Singapore bans e-cigarettes
Ministry of Health (MOH) of Singapore has announced earlier that new prohibitions on the purchase, use and possession of emerging and imitation tobacco products will come into force starting from 1 February 2018.
It noted that this is the first phase of implementation of the amendments to the Tobacco (Control of Advertisements and Sale) Act (TCASA), which were passed in Parliament in November 2017.
Under the amended Act, to further reduce opportunities for youths to take up smoking before they turn 21, and to better protect our population from the harms of emerging and imitation tobacco products, the Ministry of Health (MOH) stated that it will:
- Increase the Minimum Legal Age (MLA) for tobacco from age 18 to 21 for the purchase, use, possession, sale and supply of tobacco products; and
- Further tighten control over emerging and imitation tobacco products to prohibit the purchase, use and possession of these products.
It noted that the TCASA Amendment Act 2017 will come into force in phases.
Dr Khor: No claim by anyone that (heated tobacco products) can be used for smoking cessation
In March 2017, Senior Minister of State for Health Amy Khor said in response to a question on e-cigarettes, “Evidence from other countries suggests that heat-not-burn tobacco products are not significantly different from traditional cigarettes in terms of emissions,”
“While there have been claims that such tobacco products are less harmful than traditional cigarettes, these claims are made by the tobacco industry and, to date, there is very little independent evidence supporting such claims.”
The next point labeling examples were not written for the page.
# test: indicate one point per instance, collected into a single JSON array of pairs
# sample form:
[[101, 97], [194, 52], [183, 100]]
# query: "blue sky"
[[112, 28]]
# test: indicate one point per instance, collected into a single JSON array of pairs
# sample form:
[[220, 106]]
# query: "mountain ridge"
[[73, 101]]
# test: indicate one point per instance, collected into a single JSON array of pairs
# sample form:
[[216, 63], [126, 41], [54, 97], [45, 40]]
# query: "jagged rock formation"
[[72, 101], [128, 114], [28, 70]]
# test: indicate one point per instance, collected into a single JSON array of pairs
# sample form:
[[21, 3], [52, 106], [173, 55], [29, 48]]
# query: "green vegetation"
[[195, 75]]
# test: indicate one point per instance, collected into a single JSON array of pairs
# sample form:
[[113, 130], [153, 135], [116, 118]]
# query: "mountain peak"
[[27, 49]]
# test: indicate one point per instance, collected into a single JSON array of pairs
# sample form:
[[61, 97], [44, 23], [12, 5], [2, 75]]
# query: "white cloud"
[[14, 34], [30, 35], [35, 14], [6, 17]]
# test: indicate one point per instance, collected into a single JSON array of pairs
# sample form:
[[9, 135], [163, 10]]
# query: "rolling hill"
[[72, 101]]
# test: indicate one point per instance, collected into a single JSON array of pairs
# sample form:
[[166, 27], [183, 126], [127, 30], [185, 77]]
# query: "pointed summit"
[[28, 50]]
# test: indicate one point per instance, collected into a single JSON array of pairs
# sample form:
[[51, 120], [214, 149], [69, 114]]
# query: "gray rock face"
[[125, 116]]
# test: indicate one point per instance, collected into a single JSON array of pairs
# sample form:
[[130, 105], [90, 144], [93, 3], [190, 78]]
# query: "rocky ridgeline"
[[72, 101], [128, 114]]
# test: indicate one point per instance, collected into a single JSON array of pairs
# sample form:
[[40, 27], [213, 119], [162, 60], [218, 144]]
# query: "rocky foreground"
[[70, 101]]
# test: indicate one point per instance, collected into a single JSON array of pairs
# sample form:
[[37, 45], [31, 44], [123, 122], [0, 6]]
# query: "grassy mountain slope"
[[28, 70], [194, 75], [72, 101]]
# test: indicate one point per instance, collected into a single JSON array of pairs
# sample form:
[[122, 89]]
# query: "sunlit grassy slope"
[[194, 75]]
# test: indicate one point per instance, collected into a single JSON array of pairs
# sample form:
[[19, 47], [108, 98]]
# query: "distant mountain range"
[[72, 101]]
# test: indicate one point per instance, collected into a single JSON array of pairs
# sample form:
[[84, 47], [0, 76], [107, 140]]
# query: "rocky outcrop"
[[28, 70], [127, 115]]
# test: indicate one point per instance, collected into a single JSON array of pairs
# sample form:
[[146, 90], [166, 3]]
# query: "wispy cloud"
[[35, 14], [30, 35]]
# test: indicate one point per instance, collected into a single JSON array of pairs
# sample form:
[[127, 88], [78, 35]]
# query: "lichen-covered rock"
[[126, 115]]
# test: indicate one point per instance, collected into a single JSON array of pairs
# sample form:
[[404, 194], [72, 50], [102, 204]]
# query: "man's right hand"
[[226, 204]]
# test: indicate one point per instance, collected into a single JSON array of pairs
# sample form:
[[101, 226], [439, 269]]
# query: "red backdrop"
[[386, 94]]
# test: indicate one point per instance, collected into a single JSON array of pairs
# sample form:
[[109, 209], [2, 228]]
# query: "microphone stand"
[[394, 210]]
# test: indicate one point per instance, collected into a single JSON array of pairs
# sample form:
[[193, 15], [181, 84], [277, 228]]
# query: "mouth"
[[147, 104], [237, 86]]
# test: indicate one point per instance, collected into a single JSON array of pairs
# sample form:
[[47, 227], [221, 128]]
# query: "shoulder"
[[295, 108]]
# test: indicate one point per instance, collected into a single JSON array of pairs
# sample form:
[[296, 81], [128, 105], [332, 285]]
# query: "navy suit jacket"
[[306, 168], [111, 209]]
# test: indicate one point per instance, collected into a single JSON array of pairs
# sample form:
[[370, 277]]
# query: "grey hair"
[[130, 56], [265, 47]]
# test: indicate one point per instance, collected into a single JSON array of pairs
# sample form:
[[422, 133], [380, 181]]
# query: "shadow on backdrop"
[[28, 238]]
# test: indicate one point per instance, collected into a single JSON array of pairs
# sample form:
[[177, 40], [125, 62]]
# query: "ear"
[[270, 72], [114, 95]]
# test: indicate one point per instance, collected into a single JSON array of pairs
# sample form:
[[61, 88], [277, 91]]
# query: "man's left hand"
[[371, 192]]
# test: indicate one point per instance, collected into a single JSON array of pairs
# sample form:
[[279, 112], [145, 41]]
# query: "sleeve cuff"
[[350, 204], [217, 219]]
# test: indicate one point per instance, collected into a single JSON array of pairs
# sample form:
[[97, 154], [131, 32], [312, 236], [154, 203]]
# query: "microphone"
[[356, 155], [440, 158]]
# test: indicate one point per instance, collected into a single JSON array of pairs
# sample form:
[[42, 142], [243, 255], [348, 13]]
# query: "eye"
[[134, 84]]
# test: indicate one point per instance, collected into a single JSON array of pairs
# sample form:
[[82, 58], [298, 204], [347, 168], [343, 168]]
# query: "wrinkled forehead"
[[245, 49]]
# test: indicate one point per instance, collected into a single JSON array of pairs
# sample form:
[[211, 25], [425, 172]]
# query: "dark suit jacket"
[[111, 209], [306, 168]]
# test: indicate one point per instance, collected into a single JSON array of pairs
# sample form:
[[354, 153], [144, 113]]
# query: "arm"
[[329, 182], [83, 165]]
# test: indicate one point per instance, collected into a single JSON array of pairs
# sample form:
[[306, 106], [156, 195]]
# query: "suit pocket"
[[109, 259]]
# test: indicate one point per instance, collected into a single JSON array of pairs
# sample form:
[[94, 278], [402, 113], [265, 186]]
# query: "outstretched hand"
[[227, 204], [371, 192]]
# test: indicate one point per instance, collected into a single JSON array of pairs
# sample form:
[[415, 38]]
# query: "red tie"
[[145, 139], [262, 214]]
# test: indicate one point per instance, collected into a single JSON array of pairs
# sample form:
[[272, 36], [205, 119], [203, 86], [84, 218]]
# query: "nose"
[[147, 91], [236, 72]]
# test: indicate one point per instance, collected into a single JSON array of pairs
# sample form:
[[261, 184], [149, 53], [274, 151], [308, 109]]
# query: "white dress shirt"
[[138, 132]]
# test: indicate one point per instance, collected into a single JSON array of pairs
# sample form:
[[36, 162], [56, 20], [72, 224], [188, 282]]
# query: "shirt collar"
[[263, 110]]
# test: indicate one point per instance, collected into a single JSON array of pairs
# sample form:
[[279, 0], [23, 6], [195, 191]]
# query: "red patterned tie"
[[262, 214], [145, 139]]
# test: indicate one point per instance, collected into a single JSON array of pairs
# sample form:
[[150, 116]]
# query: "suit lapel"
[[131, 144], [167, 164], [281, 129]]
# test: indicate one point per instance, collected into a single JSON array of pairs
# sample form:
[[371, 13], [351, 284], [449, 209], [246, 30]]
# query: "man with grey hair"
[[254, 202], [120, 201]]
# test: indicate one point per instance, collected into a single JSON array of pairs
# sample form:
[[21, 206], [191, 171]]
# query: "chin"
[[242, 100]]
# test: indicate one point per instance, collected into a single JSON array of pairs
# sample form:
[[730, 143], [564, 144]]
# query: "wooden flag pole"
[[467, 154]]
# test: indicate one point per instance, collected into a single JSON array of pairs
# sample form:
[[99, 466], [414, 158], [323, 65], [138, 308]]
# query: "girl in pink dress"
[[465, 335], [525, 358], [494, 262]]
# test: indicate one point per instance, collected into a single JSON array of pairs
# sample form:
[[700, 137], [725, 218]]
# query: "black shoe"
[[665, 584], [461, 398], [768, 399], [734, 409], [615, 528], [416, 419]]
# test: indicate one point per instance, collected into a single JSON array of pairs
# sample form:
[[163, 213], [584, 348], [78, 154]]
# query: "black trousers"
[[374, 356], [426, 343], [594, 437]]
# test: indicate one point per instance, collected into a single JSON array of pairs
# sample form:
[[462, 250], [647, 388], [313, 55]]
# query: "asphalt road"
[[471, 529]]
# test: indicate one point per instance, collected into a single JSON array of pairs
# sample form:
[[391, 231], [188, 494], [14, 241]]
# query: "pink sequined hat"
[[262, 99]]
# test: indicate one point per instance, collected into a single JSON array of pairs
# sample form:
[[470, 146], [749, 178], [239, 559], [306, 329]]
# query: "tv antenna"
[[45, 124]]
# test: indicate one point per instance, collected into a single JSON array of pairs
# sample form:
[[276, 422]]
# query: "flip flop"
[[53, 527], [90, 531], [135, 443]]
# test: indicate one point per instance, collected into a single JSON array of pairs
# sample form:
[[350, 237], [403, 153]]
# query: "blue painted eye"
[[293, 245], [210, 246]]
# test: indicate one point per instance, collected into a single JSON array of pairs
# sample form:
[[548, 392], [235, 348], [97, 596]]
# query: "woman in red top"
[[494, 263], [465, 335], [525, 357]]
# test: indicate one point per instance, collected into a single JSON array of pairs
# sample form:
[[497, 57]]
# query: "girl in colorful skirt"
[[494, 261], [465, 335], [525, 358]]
There is no documented evidence of any “safe” level of tobacco use, and “there has been no claim by anyone that (heated tobacco products) can be used for smoking cessation”, she added.
“I think our concern, really, is with the fact that allowing the use of such products could attract a much larger group of users, especially among youths. That could be the gateway to nicotine addiction and eventually, smoking,” said Dr Khor.
Dr Khor’s statement was based on findings of United States Centers for Disease Control and Prevention which reported an increase of e-cigarette use among high school students of more than 10 times, from 1.5 per cent to 16 per cent, between 2011 and 2015.
However, Dr Khor failed to note that in the same report, over the same period, 9.3 percent of high school students reported smoking traditional cigarettes compared with 15.8 percent in 2011.
While there is no proof that the drop in cigarette smoking as indicated in the report was caused by increased e-cigarette use, neither is there conclusive data to support claims that e-cigarettes are a gateway to the use of regular cigarettes.
As for the 2018 report by US National Academies of Sciences, Engineering and Medicine, it writes, “the evidence suggests that while e-cigarettes might cause youth who use them to transition to use of combustible tobacco products, they might also increase adult cessation of combustible tobacco cigarettes.”